I ask myself “What group does the linked file belong in, from the perspective of the current file?” rather than forming a sentence “File A agrees with File B.”
- [[John Smith::Family Members]] - John Smith is a Family Member (to this person).
- [[LINKID::Supporting Ideas]] - The linked file is a Supporting Idea (of this idea).
- [[LINKID::Consequences]] - The linked idea is a logical Consequent of this idea.
The main reason I think this way is to make my system more conveniently structured for future searches.
When I come back to an old file in my system, I find it more natural to say:
- Show me all of this note’s Supporting Ideas.
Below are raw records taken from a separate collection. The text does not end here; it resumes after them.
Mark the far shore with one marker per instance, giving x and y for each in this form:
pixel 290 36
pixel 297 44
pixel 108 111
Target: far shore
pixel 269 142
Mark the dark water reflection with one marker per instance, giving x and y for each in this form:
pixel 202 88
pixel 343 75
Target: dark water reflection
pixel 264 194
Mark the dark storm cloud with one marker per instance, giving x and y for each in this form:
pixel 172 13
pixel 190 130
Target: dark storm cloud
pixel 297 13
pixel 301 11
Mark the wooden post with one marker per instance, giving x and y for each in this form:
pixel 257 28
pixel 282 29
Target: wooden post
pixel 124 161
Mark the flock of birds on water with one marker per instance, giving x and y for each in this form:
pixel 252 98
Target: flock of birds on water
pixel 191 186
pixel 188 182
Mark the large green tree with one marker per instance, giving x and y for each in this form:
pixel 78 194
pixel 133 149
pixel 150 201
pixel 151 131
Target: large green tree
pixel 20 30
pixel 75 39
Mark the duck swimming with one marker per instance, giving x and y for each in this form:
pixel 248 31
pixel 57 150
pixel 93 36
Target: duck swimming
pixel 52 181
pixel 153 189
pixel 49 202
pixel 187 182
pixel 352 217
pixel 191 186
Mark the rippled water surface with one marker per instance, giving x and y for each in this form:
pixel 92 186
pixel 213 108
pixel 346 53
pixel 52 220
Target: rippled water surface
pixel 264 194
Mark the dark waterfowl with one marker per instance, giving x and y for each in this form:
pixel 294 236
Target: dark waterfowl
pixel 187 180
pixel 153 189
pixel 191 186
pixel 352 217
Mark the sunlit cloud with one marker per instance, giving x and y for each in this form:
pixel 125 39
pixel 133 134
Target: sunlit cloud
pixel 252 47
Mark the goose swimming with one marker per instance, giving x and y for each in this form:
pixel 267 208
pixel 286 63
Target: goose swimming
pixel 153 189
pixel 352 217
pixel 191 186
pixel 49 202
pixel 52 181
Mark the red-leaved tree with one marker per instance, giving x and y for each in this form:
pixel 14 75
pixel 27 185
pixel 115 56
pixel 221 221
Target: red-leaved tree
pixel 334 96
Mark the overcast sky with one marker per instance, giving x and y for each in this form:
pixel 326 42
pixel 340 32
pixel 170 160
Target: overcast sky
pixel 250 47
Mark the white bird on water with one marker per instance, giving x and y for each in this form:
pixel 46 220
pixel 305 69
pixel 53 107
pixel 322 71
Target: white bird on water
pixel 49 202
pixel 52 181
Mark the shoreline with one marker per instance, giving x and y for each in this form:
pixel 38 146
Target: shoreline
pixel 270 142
- Who are this person’s Family Members?
- What are the Consequences of this idea?
- Show me all files linked with relationship type “is related to”
- Show me all files linked with relationship type “agrees with”
- Show me all files linked with relationship type “logically implies”
It is an extra mental step to ‘nounify’ relationship types (“agrees with”) into link groups (“Supporting Ideas”), but it’s an extra step that I find healthy for long-term clarity and organization in my system. It forces me to ask bigger questions about the structural outline of the information I’m mapping and how many types of relationships I actually want to track.
I much prefer to have a few organized groups (“Family Members”, “Hobbies”, “Professions” etc.) over an unmanageable number of semantic relationships (“is married to”, “is the son of”, “is the father of”, “plays the sport”, “studies the field of”, “frequently travels to”, “works as a”, “freelances as a” etc.).
Of course, this is just my way of thinking, and I’m consciously choosing to sacrifice some specificity to gain long-term simplicity and scalability.
Like I said, your method is great as well
Just wanted to put mine out there as an option, in case someone else resonates with it
P.S. Hilariously though, after all that explanation, I really wouldn’t mind placing the link type first as you mentioned. It makes little difference to my thinking approach, since I’m not using sentences to type my links.